Enseguida, levantándome, chorreando sangre,
tenía que besar látigo y mano de verdugos.
«Dioselopagui, amito», así decía de terror y gratitud.

Un día en santa iglesia de Tuntaqui,
el viejo doctrinero, mostróme cuerpo en cruz
de amo Jesucristo;
único viracocha, sin ropa, sin espuelas, sin acial.
Todito Él, era una sola llaga salpicada.
No había lugar ya ni para un diente de hierba
entre herida y herida.
En él, cebáronse primero; luego fue en mí-.
¿De qué me quejo, entonces? – No. Sólo te cuento.
Me despeñaron. Con punzón de fierro,
me punzaron todo el cuerpo.
Me trasquilaron. Hijo de ayuno y de destierro fui.
Con yescas de manguey encendidas, me pringaron.
Después de los azotes, ya aún en el suelo,
ellos entregolpeaban sobre mí, dos tizones de candela 
y me cubrían con una lluvia de chispas puntiagudas,
que hacía chirriar la sangre de mis úlceras.
Así.

Entre lavadoras de platos, barrenderas, hierbateras,
a una, llamada Dulita, cayósele una escudilla de barro,
y cayósele, ay, a cien pedazos.
Y vino el mestizo Juan Ruíz de tanto odio para nosotros
por retorcido de sangre.
A la cocina llevóle pateándole nalgas, y ella, sin llorar,
ni una lágrima. Pero dijo una palabra suya y nuestra: ¡carajú!
Y él, muy cobarde, puso en fogón una cáscara de huevo
que casi se hace blanca brasa y que apretó contra los labios.
Se abrieron en fruta de sangre: amaneció maleza.
No comió cinco días, y yo, y Joaquín Toapanta de Tubabiro,
muerta la hallamos en la acequia de los excrementos.
Y cuando en hato, allá en alturas,
moría ya de buitres o de la pura vida,
sea una vaca, una ternera o una oveja;
yo debía arrastrarle por leguas de hierbas y lodo,
hasta patio de hacienda
a mostrar el cadáver.
Y tú; señor viracocha,
me obligaste a comprar esa carne engusanada ya. Y como ni esos gusanos juntos
pudo pagar de golpe,
me obligaste a trabajar otro año más;
hasta que yo mismo descendí al gusano,
¡que devora a los amos y al mitayo!

A Tomás Quitumbe, del propio Quito, que se fue huyendo
de terror, por esas lomas de sigses de plata y pluma,
le persiguieron; un alférez iba a la cabeza.
Y él, corre, corre gimiendo como venado.
Pero cayó, rajados ya los pies de muchos pedernales,
Cazáronle. Amarráronle el pelo a la cola de un potro alazán,
y con él, al obraje de Chillos,
a través de zanjas, piedras, zarzales, lodo endurecido.
Llegando al patio rellenáronle heridas con ají y con sal,
así los lomos, hombros, trasero, brazos, muslos.
El, gemía revolcándose de dolor: «Amo viracocha, Amo viracocha».
Nadie le oyó morir.

Y a mama Susana Pumancay, de Panzaleo;
su choza entre retamas de mil mariposas ya de aleteo;
porque su marido Juan Pilataxi desapareció de bulto,
le llevaron, preñada, a todo paso, a la hacienda;
y, al cuarto de los cepos en donde le enceparon la derecha,
dejándole la izquierda sobre el palo.
Y ella, a medianoche, parió su guagua
entre agua y sangre.
Y él dio de cabeza contra la madera, de que murió
Leche de plata hubiera mamado un día, Carajú!

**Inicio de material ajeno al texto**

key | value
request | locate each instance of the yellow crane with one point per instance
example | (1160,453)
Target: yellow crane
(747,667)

Minero fui, por dos años, ocho meses.
Nada de comer. Nada de amar. Nunca vida.
La bocamina, fue mi cielo y mi tumba.
Yo, que usé el oro para las fiestas de mi emperador,
supe padecer con su luz,
por la codicia y la crueldad de otros.
Dormimos miles de mitayos,
a pura mosca, látigo, fiebres, en galpones,
custodiados con un amo que sólo daba muerte.
Pero, después de dos años, ocho meses, salí,
salimos seiscientos mitayos,
de veinte mil que entramos.
Pero, salí. ¡Oh, sol reventado por mi madre!
Te miré en mis ojos de cautivo.
Lloré agua de sol en punta de pestañas.
Y temiré, Oh Pachacámac, muerto
en los brazos que ahora hacen esquina
de madera y de clavos a otro dios.
Pero salí. No reconocía ya mi patria.
Desde la negrura volví hacia el azul 
Quitumbe de alma y sol, lloré de alegría.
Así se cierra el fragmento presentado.